Researchers have discovered that influenza hemagglutinin -- a type of protein found on the surface of influenza viruses that is used to bind to host cells - appears to play an important role in the virus's ability to transmit efficiently among humans.
The findings are published on Thursday on the online early edition of journal Science. Terrence M. Tumpey at U.S. Centers for Disease Control and Prevention and coauthors studied the hemagglutinin protein covering the surface of the 1918 influenza virus that they recreated in 2005. That virus caused a pandemic that claimed the lives of at least 50 million people between 1918 and 1920, and that virus shows genetic sequence similarities to avian influenza viruses.
Researchers changed two amino acids -- basic building blocks of protein -- in the 1918 virus hemagglutinin from a mammalian configuration to an avian configuration and inoculated ferrets with it.

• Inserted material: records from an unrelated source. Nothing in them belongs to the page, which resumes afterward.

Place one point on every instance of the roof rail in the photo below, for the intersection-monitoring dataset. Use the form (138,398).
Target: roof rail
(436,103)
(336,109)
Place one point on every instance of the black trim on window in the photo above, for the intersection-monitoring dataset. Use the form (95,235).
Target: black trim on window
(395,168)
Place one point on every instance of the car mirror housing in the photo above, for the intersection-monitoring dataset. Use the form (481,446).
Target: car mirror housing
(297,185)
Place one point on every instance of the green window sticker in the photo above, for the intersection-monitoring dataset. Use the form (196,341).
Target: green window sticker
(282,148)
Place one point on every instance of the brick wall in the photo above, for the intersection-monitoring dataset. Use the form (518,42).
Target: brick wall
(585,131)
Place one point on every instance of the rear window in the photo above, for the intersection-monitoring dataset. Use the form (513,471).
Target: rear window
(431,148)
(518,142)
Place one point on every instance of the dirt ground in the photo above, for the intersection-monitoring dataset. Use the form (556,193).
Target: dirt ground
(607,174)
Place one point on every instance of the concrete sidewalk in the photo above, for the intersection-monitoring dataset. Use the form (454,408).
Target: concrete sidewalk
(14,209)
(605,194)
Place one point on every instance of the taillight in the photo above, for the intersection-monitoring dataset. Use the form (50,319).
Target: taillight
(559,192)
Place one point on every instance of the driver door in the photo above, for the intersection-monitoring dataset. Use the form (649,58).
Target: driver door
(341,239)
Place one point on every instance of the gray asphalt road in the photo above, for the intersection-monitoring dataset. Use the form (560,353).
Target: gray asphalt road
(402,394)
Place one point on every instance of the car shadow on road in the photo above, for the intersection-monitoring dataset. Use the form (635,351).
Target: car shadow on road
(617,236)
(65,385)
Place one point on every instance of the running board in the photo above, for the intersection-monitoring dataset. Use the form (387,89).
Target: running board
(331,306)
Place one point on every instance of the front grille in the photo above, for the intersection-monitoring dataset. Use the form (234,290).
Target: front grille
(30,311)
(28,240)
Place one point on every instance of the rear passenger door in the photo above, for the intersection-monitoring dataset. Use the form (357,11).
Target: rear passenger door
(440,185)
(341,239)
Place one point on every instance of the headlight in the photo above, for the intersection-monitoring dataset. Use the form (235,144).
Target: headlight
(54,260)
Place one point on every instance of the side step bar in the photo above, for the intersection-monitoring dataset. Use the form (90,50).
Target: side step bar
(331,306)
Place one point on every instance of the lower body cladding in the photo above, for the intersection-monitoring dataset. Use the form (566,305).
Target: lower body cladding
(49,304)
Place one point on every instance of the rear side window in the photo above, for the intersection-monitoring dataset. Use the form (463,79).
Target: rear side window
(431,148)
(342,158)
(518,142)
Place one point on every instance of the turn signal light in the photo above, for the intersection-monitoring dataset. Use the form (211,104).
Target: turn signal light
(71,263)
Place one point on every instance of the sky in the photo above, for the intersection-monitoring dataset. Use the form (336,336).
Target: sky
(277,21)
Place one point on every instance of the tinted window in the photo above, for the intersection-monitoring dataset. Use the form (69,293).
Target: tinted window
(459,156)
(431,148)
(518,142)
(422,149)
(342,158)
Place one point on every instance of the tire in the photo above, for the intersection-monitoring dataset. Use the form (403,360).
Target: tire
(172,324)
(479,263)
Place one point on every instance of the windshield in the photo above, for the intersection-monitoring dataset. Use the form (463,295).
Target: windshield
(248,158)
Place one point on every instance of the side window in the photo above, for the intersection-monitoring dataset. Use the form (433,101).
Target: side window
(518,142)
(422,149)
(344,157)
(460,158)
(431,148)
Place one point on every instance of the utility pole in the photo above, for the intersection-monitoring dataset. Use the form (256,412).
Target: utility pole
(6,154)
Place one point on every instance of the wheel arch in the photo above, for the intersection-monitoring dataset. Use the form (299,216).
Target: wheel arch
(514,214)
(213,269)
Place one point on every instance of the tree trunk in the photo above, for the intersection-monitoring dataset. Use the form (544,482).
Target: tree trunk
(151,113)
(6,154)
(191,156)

Ferrets are expected to be good predictors of influenza virus transmissibility among humans. Inoculation of ferrets with the 1918 "avian" hemagglutinin virus caused severe disease, but healthy ferrets placed close enough to the sick ferrets to catch it remained healthy.
The findings suggest that for an influenza virus to spread efficiently, its hemagglutinin must prefer attaching to host cells that are found in the human upper airway instead of host cells found predominantly in birds.
The transmission ability among humans is an essential property of a pandemic virus. Understanding flu transmission will assist researchers in their challenge to stop the spread of influenza, especially as concerns mount with the current avian flu epidemic in chickens and the possibility that it will spread to humans.